- Born: 1975 (age 50–51) Glasgow, Scotland
- Education: University of Oxford
- Occupations: Writer and academic
- Notable work: Ghost Wall (2018)
- Awards: Jerwood Fiction Uncovered Prize

= Sarah Moss =

Scottish writer and academic (born 1975)

Sarah Moss FRSL (born 1975) is an English writer and academic. She has published eight novels and two memoirs, as well as a number of non-fiction works and academic texts. A ninth novel, Ripeness, was published in 2025. Her work has been nominated three times for the Wellcome Book Prize. She was appointed assistant professor of Creative Writing at University College Dublin's School of English, Drama and Film in the Republic of Ireland with effect from September 2020. She was a regular contributor to the Irish Times until September 2026 when she signed off with her last column, citing online abuse including death threats.

==Biography==
Sarah Moss was born in Glasgow, Scotland, and at the age of two moved with her family to Manchester, England, where she lived until the age of 18, when she went to study at the University of Oxford. During the ten years she spent in Oxford, she earned a BA, Master of Studies and D.Phil. in English Literature, and then held a postdoctoral research fellowship.

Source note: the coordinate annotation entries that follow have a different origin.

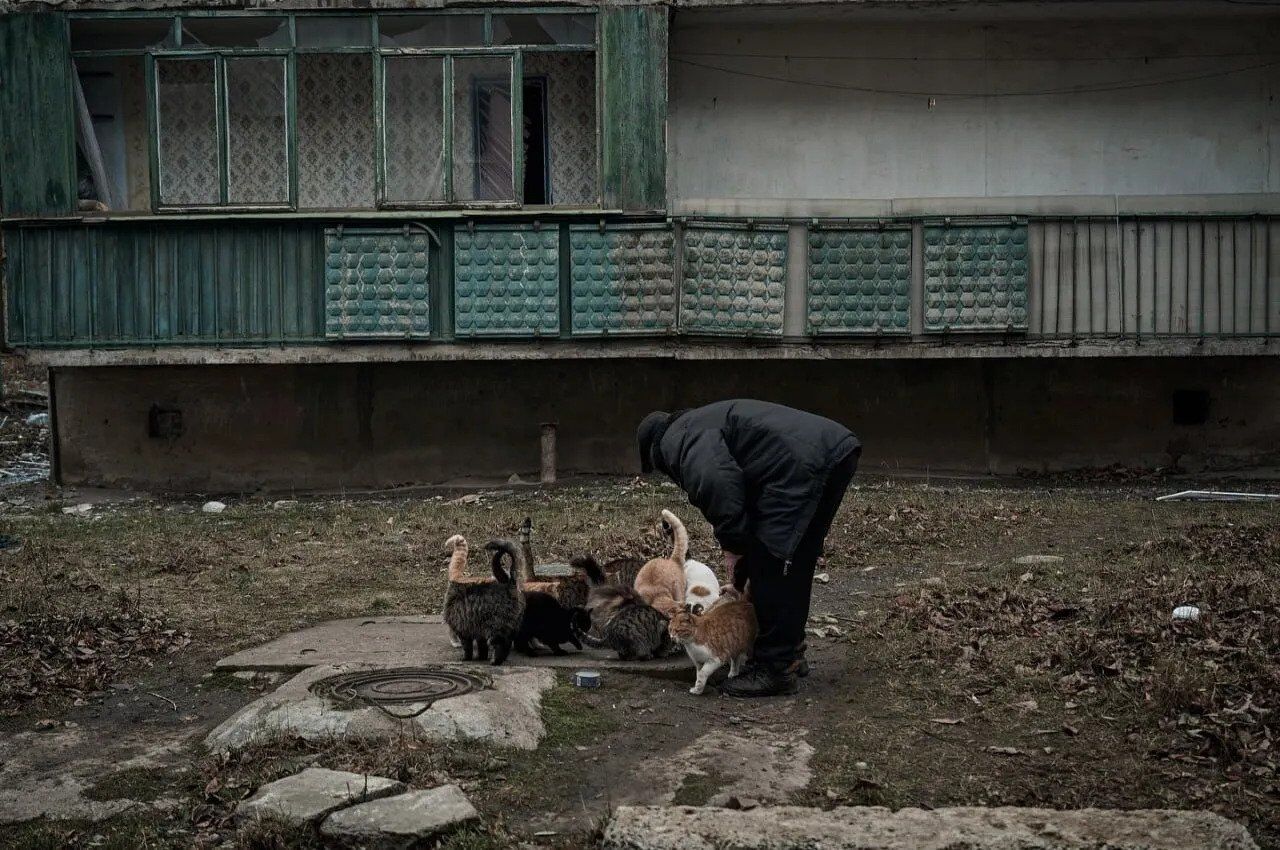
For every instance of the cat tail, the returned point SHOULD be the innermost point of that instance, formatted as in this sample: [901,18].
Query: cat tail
[680,545]
[501,548]
[457,547]
[590,566]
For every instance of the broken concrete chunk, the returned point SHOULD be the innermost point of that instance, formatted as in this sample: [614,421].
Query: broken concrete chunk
[1037,560]
[403,821]
[878,828]
[316,791]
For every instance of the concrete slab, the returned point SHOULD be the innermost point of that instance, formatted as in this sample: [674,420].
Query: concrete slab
[402,821]
[508,713]
[878,828]
[310,795]
[407,641]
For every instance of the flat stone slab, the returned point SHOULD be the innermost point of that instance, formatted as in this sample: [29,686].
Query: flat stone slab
[307,796]
[878,828]
[408,641]
[507,713]
[402,821]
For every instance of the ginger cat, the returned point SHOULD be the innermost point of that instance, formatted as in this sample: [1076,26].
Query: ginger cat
[661,581]
[720,634]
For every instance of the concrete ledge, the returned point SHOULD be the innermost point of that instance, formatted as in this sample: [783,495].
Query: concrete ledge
[935,348]
[878,828]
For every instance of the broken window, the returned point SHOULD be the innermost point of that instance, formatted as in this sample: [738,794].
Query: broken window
[337,110]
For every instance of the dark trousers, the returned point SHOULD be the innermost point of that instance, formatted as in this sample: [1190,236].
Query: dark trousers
[780,592]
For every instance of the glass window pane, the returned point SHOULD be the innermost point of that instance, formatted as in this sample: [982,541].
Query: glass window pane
[544,30]
[481,129]
[236,32]
[115,100]
[415,122]
[336,131]
[115,33]
[257,154]
[188,131]
[334,32]
[567,126]
[430,31]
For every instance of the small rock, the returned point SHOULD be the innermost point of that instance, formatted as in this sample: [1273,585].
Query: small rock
[406,819]
[307,796]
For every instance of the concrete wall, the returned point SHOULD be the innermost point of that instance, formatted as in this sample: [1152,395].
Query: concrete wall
[741,136]
[304,426]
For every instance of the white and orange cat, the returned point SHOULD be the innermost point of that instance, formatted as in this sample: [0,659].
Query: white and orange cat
[720,635]
[661,581]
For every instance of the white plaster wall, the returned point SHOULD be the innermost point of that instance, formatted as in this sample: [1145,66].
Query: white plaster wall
[734,136]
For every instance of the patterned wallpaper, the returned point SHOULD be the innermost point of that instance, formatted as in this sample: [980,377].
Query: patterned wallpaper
[257,149]
[188,132]
[415,115]
[571,123]
[336,131]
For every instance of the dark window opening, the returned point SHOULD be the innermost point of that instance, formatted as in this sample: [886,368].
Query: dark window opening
[1191,406]
[536,183]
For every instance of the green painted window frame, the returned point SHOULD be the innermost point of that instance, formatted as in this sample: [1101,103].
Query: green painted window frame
[379,55]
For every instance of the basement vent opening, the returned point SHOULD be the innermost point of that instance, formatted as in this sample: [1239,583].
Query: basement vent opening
[1191,406]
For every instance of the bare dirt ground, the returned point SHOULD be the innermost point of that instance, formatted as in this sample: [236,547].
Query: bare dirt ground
[945,672]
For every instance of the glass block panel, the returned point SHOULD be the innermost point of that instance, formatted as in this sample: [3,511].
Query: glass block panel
[859,280]
[188,131]
[117,33]
[257,31]
[376,284]
[624,279]
[976,277]
[338,31]
[571,124]
[257,146]
[506,280]
[336,131]
[430,31]
[544,30]
[734,280]
[415,120]
[483,165]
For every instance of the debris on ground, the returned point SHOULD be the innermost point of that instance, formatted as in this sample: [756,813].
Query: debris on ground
[77,656]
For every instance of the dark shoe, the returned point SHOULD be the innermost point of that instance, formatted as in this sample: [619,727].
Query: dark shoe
[760,680]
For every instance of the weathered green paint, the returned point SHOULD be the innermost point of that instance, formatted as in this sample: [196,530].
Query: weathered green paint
[37,120]
[164,283]
[632,68]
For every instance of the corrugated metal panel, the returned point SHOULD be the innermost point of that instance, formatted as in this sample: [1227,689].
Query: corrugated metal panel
[506,280]
[1155,277]
[624,279]
[376,283]
[632,64]
[37,126]
[860,280]
[976,277]
[164,283]
[734,279]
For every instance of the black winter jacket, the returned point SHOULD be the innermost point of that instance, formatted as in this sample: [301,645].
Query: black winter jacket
[754,469]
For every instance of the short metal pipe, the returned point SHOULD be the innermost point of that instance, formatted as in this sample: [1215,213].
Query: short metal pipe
[548,442]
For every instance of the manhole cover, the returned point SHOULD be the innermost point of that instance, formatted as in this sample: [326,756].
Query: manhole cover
[397,686]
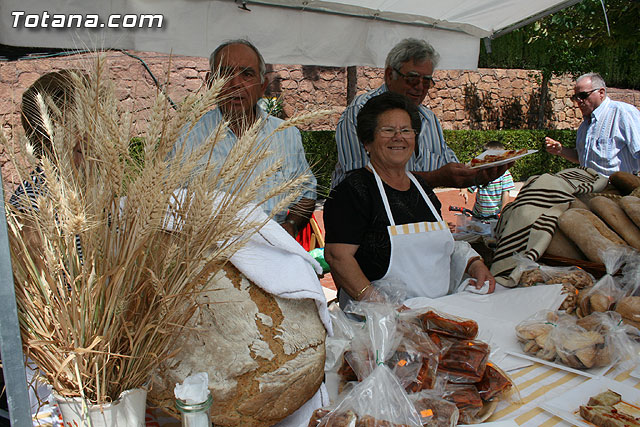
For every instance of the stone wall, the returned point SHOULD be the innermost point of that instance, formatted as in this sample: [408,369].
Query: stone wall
[481,99]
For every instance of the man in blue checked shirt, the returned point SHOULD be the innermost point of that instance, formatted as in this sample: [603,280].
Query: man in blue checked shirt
[243,62]
[608,139]
[409,71]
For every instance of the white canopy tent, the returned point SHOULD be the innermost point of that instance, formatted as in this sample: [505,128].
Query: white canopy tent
[309,32]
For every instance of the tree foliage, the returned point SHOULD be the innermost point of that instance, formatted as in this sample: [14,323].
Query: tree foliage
[577,40]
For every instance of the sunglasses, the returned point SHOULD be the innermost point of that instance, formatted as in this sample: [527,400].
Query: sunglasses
[390,132]
[583,95]
[413,79]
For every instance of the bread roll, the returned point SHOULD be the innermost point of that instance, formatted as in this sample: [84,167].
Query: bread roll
[615,217]
[588,232]
[561,245]
[631,206]
[625,182]
[578,203]
[629,309]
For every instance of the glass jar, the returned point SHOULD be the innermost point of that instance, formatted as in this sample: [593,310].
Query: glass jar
[195,414]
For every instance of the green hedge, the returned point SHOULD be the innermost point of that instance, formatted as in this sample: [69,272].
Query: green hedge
[320,148]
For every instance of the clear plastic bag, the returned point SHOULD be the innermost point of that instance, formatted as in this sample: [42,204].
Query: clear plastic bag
[378,401]
[607,291]
[442,323]
[434,411]
[464,361]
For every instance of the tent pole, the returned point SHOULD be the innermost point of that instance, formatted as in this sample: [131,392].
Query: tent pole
[10,343]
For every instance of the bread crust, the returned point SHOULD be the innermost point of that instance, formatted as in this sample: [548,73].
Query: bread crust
[624,181]
[616,218]
[631,206]
[588,232]
[562,246]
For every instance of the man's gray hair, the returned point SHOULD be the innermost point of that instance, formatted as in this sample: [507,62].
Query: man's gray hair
[596,80]
[261,64]
[411,49]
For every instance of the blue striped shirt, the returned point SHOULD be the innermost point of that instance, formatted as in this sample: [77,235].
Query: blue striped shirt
[433,151]
[609,140]
[489,197]
[285,144]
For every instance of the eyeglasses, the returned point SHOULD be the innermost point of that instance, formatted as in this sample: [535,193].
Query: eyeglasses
[389,132]
[583,95]
[413,78]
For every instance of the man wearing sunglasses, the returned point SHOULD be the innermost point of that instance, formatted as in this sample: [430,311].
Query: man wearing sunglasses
[608,139]
[409,71]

From 2004 to 2009, she was a lecturer at the University of Kent. Following the publication in 2009 of her first novel, Cold Earth, Moss went to teach for a year at the University of Iceland. She then took up a post as Senior Lecturer in Literature and Place at the University of Exeter's Penryn Campus in Cornwall, and subsequently moved to the University of Warwick, becoming Director of the Warwick Writing Programme, teaching creative writing. Since September 2020 she has assistant professor of Creative Writing at University College Dublin's School of English.

==Ghost Wall==
Moss published Ghost Wall in 2018, a novel that was shortlisted for the Polari Prize and Ondaatje Prize, and longlisted for the Women's Prize for Fiction in 2019.

Moss creates a motif of light at the outset of her Ondaatje Prize-nominated text, Ghost Wall, as a female character is brought out, "not blindfolded", but with her "eyes widened" to "the last light" of the day and also quite possibly of her life. This foreshadowing narrative at the outset is an historic representation of a social evil that occurred in medieval England many centuries ago among those communities that practised human sacrifice.

As the novel continues, we meet the Hampton family, who are involved in a re-enactment of life in northern England 2500 years ago, while the insidious influence of the racist and sexist Englishman Bill Hampton upon his wife Alison and his smart, seventeen-year-old daughter Silvie is slowly revealed.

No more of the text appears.